The Board of Intermediate and Secondary Education Lahore has introduced an automated system for the assignment of examiners to practical examinations for the first time in its history, marking a significant step toward eliminating the manual processes and informal influences that have long undermined the credibility of Pakistan’s public examination system. The initiative has been implemented under the directives of Chief Minister Maryam Nawaz Sharif as part of the Punjab government’s broader push to modernise public services and strengthen citizen trust in academic assessments across the province.
Under the new framework, the posting of examiners to practical examination centres is now handled entirely through a computerised process, removing the scope for any individual to influence their own assignment or secure placement at preferred locations. Officials confirmed that the automation directly addresses the culture of favouritism that had previously allowed personal connections and informal networks to shape examiner deployments, a practice that raised persistent concerns about the fairness of practical assessment outcomes for students across the province. Provincial Education Minister Rana Sikandar Hayat directed examination authorities to ensure complete transparency in all examination processes, with merit-based deployment of examiners identified as a non-negotiable standard going forward.

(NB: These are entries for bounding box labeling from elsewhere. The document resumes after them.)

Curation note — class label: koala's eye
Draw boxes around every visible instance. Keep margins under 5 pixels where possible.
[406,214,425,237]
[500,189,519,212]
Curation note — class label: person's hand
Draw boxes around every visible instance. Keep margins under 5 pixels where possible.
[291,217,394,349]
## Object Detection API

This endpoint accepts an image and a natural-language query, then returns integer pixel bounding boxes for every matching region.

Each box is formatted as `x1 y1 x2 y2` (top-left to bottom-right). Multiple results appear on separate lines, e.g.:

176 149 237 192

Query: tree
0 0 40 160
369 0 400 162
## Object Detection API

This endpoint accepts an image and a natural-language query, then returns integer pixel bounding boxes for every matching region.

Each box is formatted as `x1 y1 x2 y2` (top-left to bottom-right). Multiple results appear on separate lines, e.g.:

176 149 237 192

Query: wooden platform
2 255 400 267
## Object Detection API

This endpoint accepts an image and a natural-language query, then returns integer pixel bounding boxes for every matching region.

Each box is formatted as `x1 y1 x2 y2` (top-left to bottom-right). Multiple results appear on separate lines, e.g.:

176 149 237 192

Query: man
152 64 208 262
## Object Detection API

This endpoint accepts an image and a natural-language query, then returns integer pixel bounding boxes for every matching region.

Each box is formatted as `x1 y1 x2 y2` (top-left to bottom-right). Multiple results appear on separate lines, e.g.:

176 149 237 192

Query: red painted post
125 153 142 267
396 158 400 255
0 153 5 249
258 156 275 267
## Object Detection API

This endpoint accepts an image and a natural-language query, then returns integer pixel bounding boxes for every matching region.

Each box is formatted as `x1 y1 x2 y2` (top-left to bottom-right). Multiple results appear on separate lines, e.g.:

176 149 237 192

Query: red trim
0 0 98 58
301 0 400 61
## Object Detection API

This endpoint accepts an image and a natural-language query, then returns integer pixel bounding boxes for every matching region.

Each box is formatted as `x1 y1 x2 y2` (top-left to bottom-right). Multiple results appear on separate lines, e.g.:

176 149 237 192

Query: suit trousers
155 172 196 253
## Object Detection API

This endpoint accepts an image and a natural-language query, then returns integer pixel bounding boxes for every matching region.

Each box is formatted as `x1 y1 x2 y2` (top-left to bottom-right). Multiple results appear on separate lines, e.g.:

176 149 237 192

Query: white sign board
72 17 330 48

Alongside the automated assignment system, the Lahore Board has also shifted all practical examinations to a centralised marking framework, with the necessary preparations for this transition already finalised ahead of the current examination cycle. The Controller of Examinations stated that removing human interference from the assessment process is fundamental to maintaining fairness, and that merit and transparency remain the board’s most fundamental operational priorities. The development reflects a pattern of digitisation measures being pursued by the Punjab government across its education sector, which has in recent months also introduced an artificial intelligence curriculum in schools, automated systems for result processing, and policy changes to examination failure rules, all as part of a coordinated effort to bring greater accountability, consistency, and integrity to one of the province’s most consequential public service systems.